Cookery // Tasty recipes

Baked milk at home: recipes for good and warm milk

Baked milk - a product which can be called unique, one of a kind.And this miracle first appeared in Russia, more precisely in ancient Russia.He prepared the whole day in the Russian stove.

Making this type of milk occurs by slow cooking of raw milk, to the obtaining of a cream-colored.Before the milk "drowned" in a clay jug, but now you can prepare in a thermos or Multivarki.

in melted milk kolichesvo much fat, protein, carbohydrates, amino acids and vitamins.Milk as a whole, and in particular clarified, is an excellent source of calcium, which is so necessary for the body .Calcium and vitamin D is used for the prevention and treatment of childhood rickets, vitamin A and phosphorus are necessary for the development of the nervous System Works and vision, the role given to antioxidants vitamin E and C, which boosts immunity and normalize the maturation of the child.Vitamin B, magnesium, potassium - the trio regulates development of the nervous and cardiovascular systems.

Baked milk is stored fo

r a long time and did not sour , it shows for children, diabetics and pregnant women.

Some experts believe that in the heat treatment, which milk is exposed, it loses many useful properties and vitamins .Share truth in this, but the main "baggage" of useful properties and trace elements of warm milk can not save.

Calorie baked milk

milk - a product of the fat and calorie content, respectively, will depend on the fat content.So milk 4% fat will "weigh" 67 kcal / 100 g .But this embodiment of the plant, in home product obtained is much fatter, and calculate the calories in this case impossible.

And milk fat content of 1% - slightly less - 40 kcal .It is suitable for losing weight.Here it is worth recalling that the program milliliters and not the same.That is why the product is weighed, if you count calories or dieting.

By and large, baked milk is not very rich in calories, the more that you can not drink it a lot.Because of its fat content is a rapid saturation.So very recover by him you can hardly .

Methods for preparing baked milk

best way to eat baked milk - cook it yourself or ask your grandmother, who surely knows.While the first option more appropriate, and you will be pleasantly distracting, and grandmother is not necessary.Better then to treat it your "first melted milk."

Option 1 - baked milk in a saucepan

Grandmother's recipe.The usual or enameled aluminum pan pour a few liters of regular milk, bring to a boil.Once the milk begins to rise, stir it with a wooden spoon and reduce heat.Leave the pot without a lid, simmer for 4 hours, no less, and remove the foam.On beige realize that baked milk ready.

Option 2 - baked milk in a thermos

Opoloschite conventional boiling water thermos and fill it with the boiled milk.Close and leave for the day or overnight.In the morning, at 8 o'clock, the milk is ready.It is not as thick as in the first embodiment, and its color is pink.But this should not confuse you - before you baked milk in a thermos, can enjoy!

Option 3 - baked milk in Multivarki

Pour into the pan Multivarki few liters of milk, select extinguishing.It must be at least 6 hours, with a break in the heating mode - a further 2 hours.Everything else entrust technique.

Option 4 - baked milk in the oven

To begin, boil the milk on the stove.Then just put it in the oven on low heat at 100 degrees, leave to languish for 6 hours.If you have a real clay container with lid - just fine.In a pot, and it produced the very appetizing crust, which are so fond fans of warm milk.To crust was thicker in its cooking spoon drown.

recipes of baked milk

House can prepare even ryazhenka very good quality.To do this, add the warm milk cream.The calculation is as follows: 2 tablespoons sour cream 1 liter of milk.All mix well and leave in the evening at room temperature.Lovely ryazhenka can get 6 hours, but it is better to leave it all 8.

Whichever method you choose for themselves - simple or complex, in what way would not go, we wish you success.
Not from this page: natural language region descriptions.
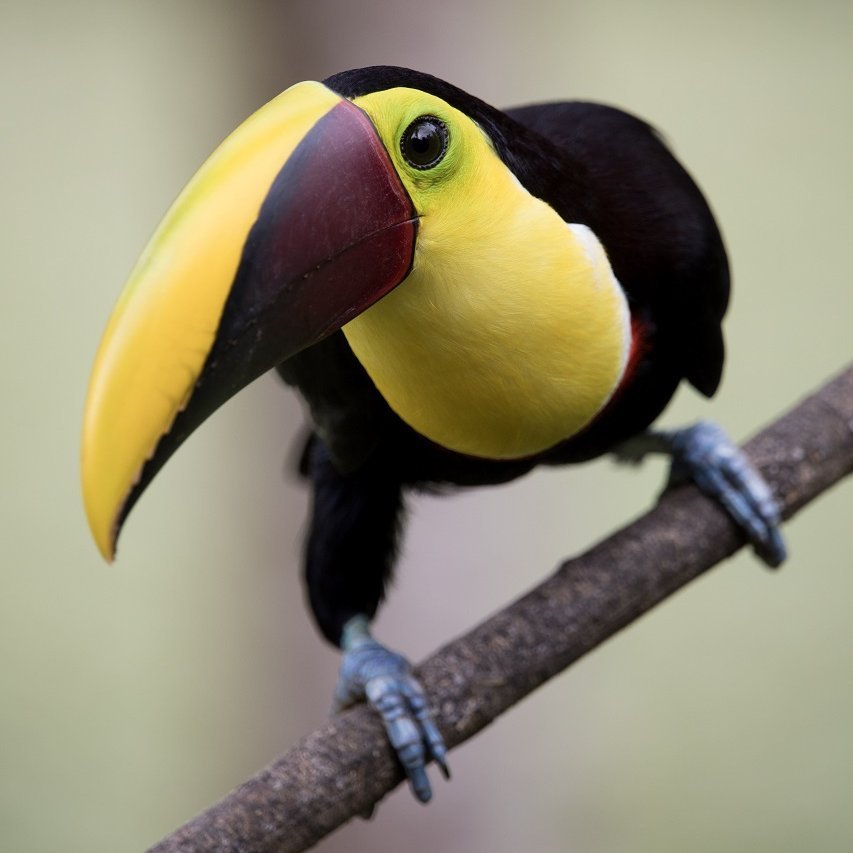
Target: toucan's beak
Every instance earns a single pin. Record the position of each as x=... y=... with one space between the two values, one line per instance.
x=296 y=224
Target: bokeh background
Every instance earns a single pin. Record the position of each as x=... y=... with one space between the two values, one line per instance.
x=136 y=695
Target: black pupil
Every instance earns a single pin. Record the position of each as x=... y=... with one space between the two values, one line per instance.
x=424 y=142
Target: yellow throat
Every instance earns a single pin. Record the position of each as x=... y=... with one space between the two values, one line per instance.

Let your homemade baked milk is a nice cream-colored, with a thick crust, which is definitely not in any of the milk from the supermarket .And do not forget about his grandmother, though not his, so someone else.A neighbor, for example.In the end, you now have something to brag about!

Especially for Lady S - Anna

July 3, 2014 19:07
I often baked milk (from home) in Multivarki, but only in a water bath in an additional glass capacity.At the 5-liter bowl Multivarki - 1.2 liter glass.The "Quenching" for 4-6 hours (4 hours, in principle, it is enough).Multivarki - Polaris 0517AD.Then this warm milk sometimes do ryazhenka on the "Yogurt" - the milk cools down to 40 degrees, add the sour cream (1 tbsp. L. With a slide of 1.2 liters of milk) and at night.